В каждом домике, покрытом черепицей, обязательно имеется погреб со сводчатым входом, и это придает необыкновенно мрачный характер селению. Костел, здание почты, школа, общинское управление и два-три дома под торговыми лавками - это лучшие здания с. Кашино. Вино в Кашино льется рекой. Это какой-то культ вина. Пьют с детства. Мы видели, как в один раз люди выпивали два литра вина. Хозяин моего брата, крестьянин Голенич, с женой выпивают каждый день после обеда 4 литра, а мой хозяин, кроме того, пьет утром не менее 10 рюмок ракии.
Наша несложная жизнь сразу вошла в колею. К брату в тот же день пришли больные, а я в первый же вечер писал уже письма. Мой хозяин, Антон Мушич, содержатель почты, он же учитель в отставке, живет в своем собственном доме. Когда-то он играл на органе и был немного музыкант. В его спальне (она же гостиная, столовая и кабинет) стояло старинное желтое фортепиано. Мне повезло. Мушич разрешил мне ежедневно играть на его фортепиано и сказал, что, когда на лето приедут из школы его две девочки-подростки, то он будет просить меня давать им уроки музыки. Они уже играют, но ему хочется, чтобы я их подогнал.
Я воспрял духом, тем более что после первого знакомства с учительницей местной школы она тоже высказала желание брать у меня уроки. У нее в школе стояло собственное фортепиано, тоже такое же старинное, как у Мушича. Я начал опять играть на рояле, и мое время было от 4 до 7 часов вечера. Скоро приехали девочки Злата и Надица, и через несколько дней я начал с ними заниматься, получая по 15 динар за урок.
Мы познакомились с местной интеллигенцией. После небольшой операции, которую брат сделал жупнику, он стал часто заходить к нам вместе с бележником (начальник полиции), и они увлеклись нашей игрой в лото («Тише едешь - дальше будешь»). Игра эта быстро распространилась в Кашино, и я вынужден был по очереди удовлетворять просьбы о том, чтобы я сделал им эту игру. Она называлась «русская игра». В первую очередь я сделал эту игру своим хозяевам Мушичам, которые стали нашими ближайшими знакомыми. Почти ежедневно вечером или они приходили с детьми к нам или мы к ним, и прежде всего там процветала игра.
Это было то, что объединило нас с местным обществом. Несколько позже мы познакомились с лавочником Ошвальдом и его семьей, с благайником (казначей), учительницами и даже с женой портного. Я начал зарабатывать. Мне удалось нарисовать акварелью из своего окна вид на костел. Рисунок понравился. Мне пришло в голову сделать несколько рисунков для продажи, и я заработал сразу более 200 динар.

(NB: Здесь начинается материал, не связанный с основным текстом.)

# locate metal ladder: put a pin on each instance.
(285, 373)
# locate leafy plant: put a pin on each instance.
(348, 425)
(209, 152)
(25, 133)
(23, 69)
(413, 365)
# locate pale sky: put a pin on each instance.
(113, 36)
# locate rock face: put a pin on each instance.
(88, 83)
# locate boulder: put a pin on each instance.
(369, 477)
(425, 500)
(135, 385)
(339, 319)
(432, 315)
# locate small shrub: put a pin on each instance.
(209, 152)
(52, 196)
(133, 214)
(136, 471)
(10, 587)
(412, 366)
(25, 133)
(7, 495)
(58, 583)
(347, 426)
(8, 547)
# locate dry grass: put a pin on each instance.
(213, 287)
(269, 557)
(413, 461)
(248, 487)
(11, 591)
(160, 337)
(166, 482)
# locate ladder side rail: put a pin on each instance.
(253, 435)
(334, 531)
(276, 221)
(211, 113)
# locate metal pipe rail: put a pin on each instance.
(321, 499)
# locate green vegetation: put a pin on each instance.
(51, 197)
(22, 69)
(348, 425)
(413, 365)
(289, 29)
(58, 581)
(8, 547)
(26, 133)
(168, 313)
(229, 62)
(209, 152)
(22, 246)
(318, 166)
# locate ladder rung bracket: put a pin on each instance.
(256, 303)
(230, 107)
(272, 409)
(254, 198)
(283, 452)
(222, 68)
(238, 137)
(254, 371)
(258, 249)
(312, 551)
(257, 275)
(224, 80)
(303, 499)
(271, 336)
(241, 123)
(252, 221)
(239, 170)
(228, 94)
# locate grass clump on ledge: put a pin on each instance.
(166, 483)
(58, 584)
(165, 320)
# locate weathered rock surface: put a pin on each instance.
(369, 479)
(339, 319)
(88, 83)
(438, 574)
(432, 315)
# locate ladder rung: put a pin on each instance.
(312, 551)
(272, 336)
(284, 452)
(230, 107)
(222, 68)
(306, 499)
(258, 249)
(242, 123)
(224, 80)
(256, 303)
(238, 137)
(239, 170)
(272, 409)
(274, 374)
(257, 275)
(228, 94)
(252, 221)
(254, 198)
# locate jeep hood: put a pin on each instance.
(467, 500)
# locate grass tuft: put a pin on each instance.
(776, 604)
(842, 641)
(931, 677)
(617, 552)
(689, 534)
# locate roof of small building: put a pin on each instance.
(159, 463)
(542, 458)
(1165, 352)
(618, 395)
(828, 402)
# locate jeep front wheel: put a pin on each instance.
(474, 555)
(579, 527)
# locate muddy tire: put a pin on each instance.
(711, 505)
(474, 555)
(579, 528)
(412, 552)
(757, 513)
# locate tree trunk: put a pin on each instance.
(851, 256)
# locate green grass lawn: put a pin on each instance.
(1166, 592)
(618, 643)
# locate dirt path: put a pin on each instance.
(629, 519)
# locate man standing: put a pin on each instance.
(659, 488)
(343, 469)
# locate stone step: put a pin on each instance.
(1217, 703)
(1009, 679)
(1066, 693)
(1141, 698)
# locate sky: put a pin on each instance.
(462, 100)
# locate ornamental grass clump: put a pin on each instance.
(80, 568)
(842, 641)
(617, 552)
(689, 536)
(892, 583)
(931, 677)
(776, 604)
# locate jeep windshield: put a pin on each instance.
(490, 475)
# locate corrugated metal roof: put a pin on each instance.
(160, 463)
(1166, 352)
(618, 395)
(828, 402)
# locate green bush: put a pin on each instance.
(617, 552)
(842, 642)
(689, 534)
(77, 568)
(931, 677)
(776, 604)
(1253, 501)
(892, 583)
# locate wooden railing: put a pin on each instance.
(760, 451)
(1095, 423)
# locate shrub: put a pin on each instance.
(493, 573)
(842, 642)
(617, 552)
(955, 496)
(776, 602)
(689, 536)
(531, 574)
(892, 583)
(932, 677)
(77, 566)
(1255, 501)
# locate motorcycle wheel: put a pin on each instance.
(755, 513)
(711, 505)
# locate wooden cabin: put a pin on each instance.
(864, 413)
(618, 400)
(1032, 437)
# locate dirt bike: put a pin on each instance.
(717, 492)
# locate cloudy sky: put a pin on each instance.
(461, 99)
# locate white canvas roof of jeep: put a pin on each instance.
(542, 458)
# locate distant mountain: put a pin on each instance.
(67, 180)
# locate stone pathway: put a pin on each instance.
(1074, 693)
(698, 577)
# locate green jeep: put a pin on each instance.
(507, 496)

День был у меня занят, и все, казалось, устраивалось отлично. Но однажды наша прислуга Таня, возвратившись из лавки, рассказывала нам, что на нее напали в этой лавке какие-то люди с упреком, говоря: «Зачем вы сюда приехали. Вы буржуи. Привыкли ничего не делать. Вот подождите, скоро мы вас, всех русских, перебьем». На следующий день Надежда Петровна, проходя улицу, принуждена была выслушать такой же упрек: «Вы нас били на войне, а теперь хотите, чтобы мы вас укрывали. Нет, подождите. Мы вам покажем», - говорил ей какой-то человек.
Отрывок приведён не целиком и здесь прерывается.